In my two years and counting researching and writing for 4Women.com, I have learned more than I maybe ever wanted to know about hair loss and cancer. Along the way, a question has been repeatedly posed to me by new employees: “Don’t you start feeling paranoid thinking about this stuff all the time?”
There I was, new to 4Women.com, just getting my feet wet, deep in the trenches of research on the many known and poorly misunderstood causes of female hair loss. Each woman’s online account of her hair-loss experience seemed to be ejecting no less than one hundred hairs per word from my own head. Susan (President of 4Women) had shared her own hair-loss story with me, how despite the fact that her hair was falling out overnight, no one else would admit noticing it. And yet, she was skeptical that I was actually losing mine.
One year later, when the shedding finally and rather abruptly mellowed out, I had lost nothing short of 50 percent of my hair. I’m now in full-on regrowth phase, with a new, poofy/curly head of four-inch-long hair, and then about fifteen of my formerly long hairs hanging around underneath. Lovely. The cause was never found. I’m just glad it ended and it wasn’t associated with some life-threatening disease.
I am oh-so fortunate to have, thus far, no personal experience with cancer. I’ve not known anyone who has had cancer, be it family or friend. Autoimmune disease? Plenty, but cancer, zip. So everything I’ve learned about breast and other cancers while working for 4Women.com is brand new to me. What a sea of confusing information!
It is true that at times, based upon my day-to-day at 4Women.com, I get to feeling like cancer is all around me. That feeling collides with the majority part of me that lives in opposition to the idea that I am a vesicle in waiting for disease or medical care. I’ve had my share of “disease”—giardia, malaria, dengue fever, schistosomiasis—infectious diseases that most of my compatriots have little knowledge of and probably no experience with. But these are diseases of environment, plaguing our planetary neighbors that supply the natural resources upon which our economic system runs, the same neighbors that see little to none of the wealth generated by capitalism. But I’m getting off track …
I have every reason to expect good health for myself. I’m young. I’m a runner. I breastfed for two and a half years. I eat almost 100 percent organic and consume very few processed foods (exception: Kettle’s Jalapeno Potato Chips, in moderation of course). Our home water supply is reverse osmosis. I do my best to keep toxic chemicals out of my home. I spend as much time as I can in nature, reconnecting to the living planet. My grandma lived to be 104. But then that’s just part of the story.
I also had a grandma who died at age forty-seven. As a growing child, I dined daily on oodles of alcohol-induced family stress, sugar, Yellow#5 (think Fruity Pebbles and Little Debbie), secondhand cigarette smoke, and 1970s PCB-laden Coho Salmon from Lake Michigan.
So while I do my best to protect life—mine, my family’s and the planet—I’m aware that in the end, we often have little control over what life and the universe hands us. As I often remind my son, we do get to choose our thoughts and responses. I choose to be grateful, hopeful, and not to lose sight of the fact that I am just one tiny part of something much, much bigger that neither begins nor ends with me. Naive? In denial? Blissful?
Wham-BAM!! Last Saturday, I happened to feel a pebble-sized lump under my right arm. Not in the armpit, but on my rib about where my bra wraps around me, closer to my back. I immediately recalled Sue Glader’s story. She’s the author of Nowhere Hair, a children’s book to help mothers with cancer explain their hair loss to their precious young ones.

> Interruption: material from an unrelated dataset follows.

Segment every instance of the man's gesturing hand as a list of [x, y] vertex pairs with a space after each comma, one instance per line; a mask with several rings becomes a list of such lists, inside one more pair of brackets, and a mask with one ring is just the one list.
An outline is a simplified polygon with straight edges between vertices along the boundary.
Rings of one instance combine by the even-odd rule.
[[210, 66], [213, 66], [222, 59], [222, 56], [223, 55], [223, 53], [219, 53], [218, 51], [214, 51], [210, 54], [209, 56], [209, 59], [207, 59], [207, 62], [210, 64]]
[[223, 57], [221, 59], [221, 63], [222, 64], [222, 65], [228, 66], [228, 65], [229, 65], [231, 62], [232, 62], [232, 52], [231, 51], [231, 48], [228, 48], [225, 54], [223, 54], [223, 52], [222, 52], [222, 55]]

Sue tells her story: driving down the road, inadvertently scratching her armpit, feeling a lump, being diagnosed with breast cancer, mother of a one-year-old at the time. Had I not heard that story before feeling this lump under my own arm, my first thought would have been “cyst.” I had a cyst removed from my scalp years ago. This lump feels like a cyst. I have every reason to suspect first and foremost that it is a cyst. But no, upon discovery, “BREAST CANCER” whispered a scream in my mind, while “cyst” was nowhere to be heard. I couldn’t wait for Monday and the opportunity to my lump looked at.
Doctor’s conclusion? He said he feels comfortable that it’s either just a cyst or a swollen lymph node. A pre-4Women version of me would have been satisfied. The one that insists that I’m not a disease waiting to happen. As for the 4Women version of me …
I smiled and told the doctor that I was glad he was feeling comfortable. As for me, I wanted certainty. I’ll go in next week to have it cut out and biopsied. I do feel fairly comfortable that it’s nothing to worry about. I’m not thinking about it much, except yesterday when I was on one of those blogs reading/researching under the topic of breast cancer. I saw the word “underarm” and my heart jumped. I clicked “X”. Phew! Gone and good riddance.
The moral of this story: knowledge is power. The other moral, this one contributed by my dad: “Chelle, you know too much for your own good. We’re all going to die of something.” I’m okay with that, dying someday of something. Again it’s a choice, which motto or mottos to live by. “Ignorance is bliss” just is not me. Good thing too cuz I work for 4Women.com.